Nous pouvons aussi nous poser la question par rapport à ce que nous vivons aujourd’hui. Nous avons mis notre espoir, notre espérance en Dieu, et en Jésus-Christ.  Ne sommes-nous pas, nous aussi, par moments, des déçus de l’Evangile, des déçus de Jésus-Christ, peut-être parce qu’il ne correspond pas à ce que nous attendons de lui ? Ne sommes-nous pas bloqués dans notre foi par sa mort entre deux brigands ?

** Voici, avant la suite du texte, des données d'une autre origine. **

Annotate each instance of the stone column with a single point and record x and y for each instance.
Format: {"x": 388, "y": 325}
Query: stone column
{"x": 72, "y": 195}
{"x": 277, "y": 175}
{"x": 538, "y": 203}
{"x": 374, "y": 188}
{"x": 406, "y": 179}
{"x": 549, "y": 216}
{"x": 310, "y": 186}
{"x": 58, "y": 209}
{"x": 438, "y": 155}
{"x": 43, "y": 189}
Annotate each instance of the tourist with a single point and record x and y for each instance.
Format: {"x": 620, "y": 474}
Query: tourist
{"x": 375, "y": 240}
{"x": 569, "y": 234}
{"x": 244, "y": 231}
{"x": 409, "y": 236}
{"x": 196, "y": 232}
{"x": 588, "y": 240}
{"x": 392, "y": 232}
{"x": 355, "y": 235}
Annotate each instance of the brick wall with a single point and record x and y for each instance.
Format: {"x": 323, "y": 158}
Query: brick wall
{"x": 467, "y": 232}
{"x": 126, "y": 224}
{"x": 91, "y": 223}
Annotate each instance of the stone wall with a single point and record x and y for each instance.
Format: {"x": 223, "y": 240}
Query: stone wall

Et par ailleurs, ne sommes-nous pas inquiets, tiraillés, perplexes devant notre monde actuel ? Est-ce que nous ne nous sentons pas trompés, quelque part devant le fonctionnement de l’Eglise universelle aujourd’hui ?

Dire que nous sommes déçus, c’est dire la distance qu’il y a entre ce que nous avions rêvé dans l’absolu, et notre réalité d’aujourd’hui.

Y a –il seulement encore un peu d’espérance ?

Oui il y en a, mais c’est très petit, comme l’expriment Cléopas et son ami. Et c’est là que le discours des disciples prend une autre tournure. Il y a l’émergence de souvenirs plus récents qui sont déjà signes d’espérance. « À vrai dire, nous avons été bouleversés… Des femmes sont allées au tombeau, elles n’ont pas trouvé son corps et elles prétendent avoir vu des anges qui le disent vivant ».

Devant ce témoignage, la première réaction des disciples avait été négative : « Ces propos leur semblèrent délirants, et ils ne les croyaient pas » (Luc 24,11).

Et nous ? Pouvons-nous entrevoir des signes d’espérance dans le monde et dans l’Eglise aujourd’hui ?

Pouvons-nous poser un second regard, moins superficiel, plus profond, qui nous permettrait de discerner la présence de quelque chose d’autre ?  Au-delà de nos inquiétudes, de nos démissions, de nos doutes, est ce que nous entendons le témoignage des prophètes d’hier et les mises en garde de ceux d’aujourd’hui, sans penser qu’ils radotent ? Esaïe ne disait-il déjà aux personnes désespérées de son temps : « Voici que je fais un monde nouveau : il germe déjà, ne le voyez-vous pas ? » (Es 43/19) Et est-ce que nous nous souvenons, ici et maintenant, des paroles de l’Apocalypse qui annonce cette espérance : Et voici, je fais toute choses nouvelles » ? (Ap. 21/5).

Cléopas et son ami ne passent pas sous silence les événements du matin de ce même jour.  Ils sont bouleversés par ce qu’ont dit les femmes. Mais comme elles n’ont rien vu et que les autres disciples n’ont rien vu non plus, ils ne sont pas convaincus. Il n’y a aucune preuve que Jésus est vivant.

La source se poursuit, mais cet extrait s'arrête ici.